I don't know the answers to these questions, or to the broader question of what should happen to campaign finance law in light of these questions. But I do think these are much worth considering.

For more from the Institute for Justice on this, see Disclosure Costs: Unintended Consequences of Campaign Finance Reform, and Campaign Finance Red Tape: Strangling Free Speech and Political Debate.

Comments

Proposition 8 Donor Maps,

for San Francisco, Salt Lake City, and Orange County, are now posted at EightMaps.com. Proposition 8, of course, was the proposition that amended the California Constitution to bar legal recognition of same-sex marriage. The map is built -- presumably automatically -- from the data reported by the California Secretary of State's office. (The site I linked to contains the committee id's, but if you click on the committee name, you'll see the individual contributors.) Many of the listed contributions are $50 or below.

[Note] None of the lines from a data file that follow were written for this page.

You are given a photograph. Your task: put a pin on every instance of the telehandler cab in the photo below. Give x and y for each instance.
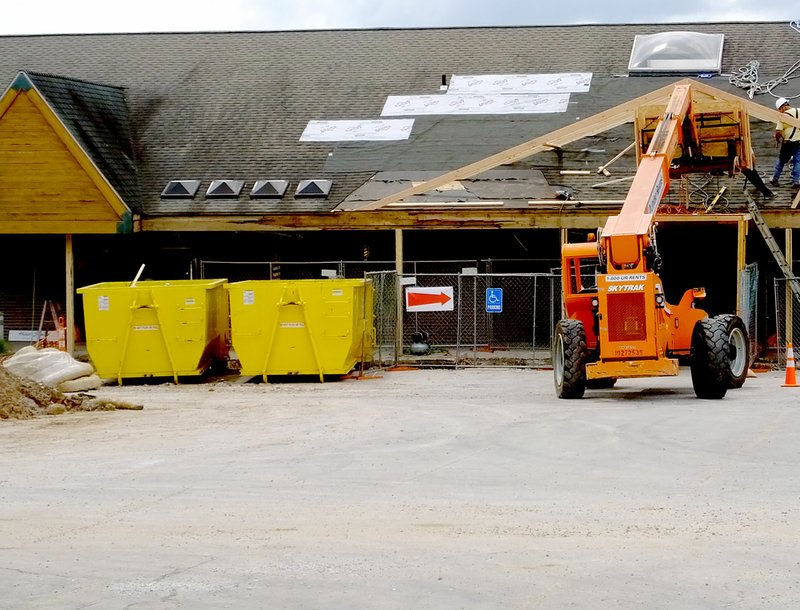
(619, 323)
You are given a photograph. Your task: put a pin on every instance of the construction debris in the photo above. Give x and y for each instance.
(22, 398)
(53, 368)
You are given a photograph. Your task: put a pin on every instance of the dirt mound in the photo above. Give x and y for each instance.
(22, 398)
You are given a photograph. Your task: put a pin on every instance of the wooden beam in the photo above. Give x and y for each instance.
(47, 227)
(398, 263)
(603, 168)
(741, 261)
(598, 123)
(796, 200)
(603, 121)
(69, 282)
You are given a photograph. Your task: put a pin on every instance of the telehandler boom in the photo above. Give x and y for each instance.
(619, 323)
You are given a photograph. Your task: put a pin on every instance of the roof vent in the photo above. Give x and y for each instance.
(181, 189)
(269, 189)
(676, 53)
(225, 188)
(313, 188)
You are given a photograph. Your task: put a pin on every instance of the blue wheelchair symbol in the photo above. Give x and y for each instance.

I suspect this sort of technology may well make people much more reluctant to donate money to (or against) controversial propositions -- and may lead people to rethink whether the government should indeed mandate disclosure of such contributions, especially small contributions. In any case, I thought I'd note this.

I recognize that mentioning the site may exacerbate the problem that I describe, but it's also necessary for readers to understand what's going on. And the site has of course already gotten a good deal of attention from other places.

Finally, I should note that I think the organizers of the site have the First Amendment right to put it up, and I would oppose any attempts to outlaw such speech, or to make it civilly actionable. (For more on why even more dangerous speech should generally remain protected from government restriction, see here.) But the question is to what extent the government should make the creation of such maps easy, by making available information about ballot measure donors, including small donors.